Actionable comments posted: 1
Caution
Some comments are outside the diff and can’t be posted inline due to platform limitations.
⚠️ Outside diff range comments (2)
pkg/controller/istiocsr/install_istiocsr.go (1)
55-58:⚠️ Potential issue | 🟠 MajorThread the request context through the final update.
The
ctxparameter is accepted at line 12, but the finalUpdateWithRetryat line 56 still usesr.ctx. This drops the controller-runtime deadline and cancellation for the last write, negating the benefit of accepting a request-scoped context.Proposed fix
- if err := r.UpdateWithRetry(r.ctx, istiocsr); err != nil { + if err := r.UpdateWithRetry(ctx, istiocsr); err != nil {🤖 Prompt for AI Agents
Verify each finding against the current code and only fix it if needed. In `@pkg/controller/istiocsr/install_istiocsr.go` around lines 55 - 58, The final UpdateWithRetry call is using the controller's background context (r.ctx) instead of the request-scoped ctx parameter, losing deadline/cancellation; change the call to use the passed-in ctx (i.e., call r.UpdateWithRetry(ctx, istiocsr) when addProcessedAnnotation(istiocsr) triggers) so the update honors the request context while keeping the same error wrapping and message.test/e2e/utils_test.go (1)

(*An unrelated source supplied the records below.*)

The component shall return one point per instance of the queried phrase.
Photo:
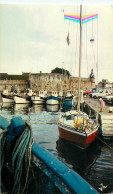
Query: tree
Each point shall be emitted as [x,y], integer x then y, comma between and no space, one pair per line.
[61,71]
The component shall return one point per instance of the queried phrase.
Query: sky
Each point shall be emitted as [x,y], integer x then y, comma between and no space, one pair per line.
[33,38]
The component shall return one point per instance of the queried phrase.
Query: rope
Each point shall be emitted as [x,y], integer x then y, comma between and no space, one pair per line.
[21,153]
[29,162]
[104,143]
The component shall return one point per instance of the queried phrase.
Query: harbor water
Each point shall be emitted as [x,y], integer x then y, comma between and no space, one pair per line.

1567-1574:⚠️ Potential issue | 🟡 MinorPropagate the context into the HTTP request too.
Right now
ctxis only used for the APIServer lookup. The actual GET can keep running past the polling context, which makes cancellation less predictable.🔧 Proposed fix
- req, err := http.NewRequest("GET", url, nil) + req, err := http.NewRequestWithContext(ctx, http.MethodGet, url, nil)🤖 Prompt for AI Agents
Verify each finding against the current code and only fix it if needed. In `@test/e2e/utils_test.go` around lines 1567 - 1574, The HTTP request needs to carry the test context so cancellation propagates: replace http.NewRequest("GET", url, nil) with creating the request with ctx (use http.NewRequestWithContext or attach ctx via req.WithContext(ctx)) before calling client.Do(req) so the polling context used for APIServer lookup also cancels the actual GET; ensure the same error handling around request creation remains and pass that context-aware req into client.Do.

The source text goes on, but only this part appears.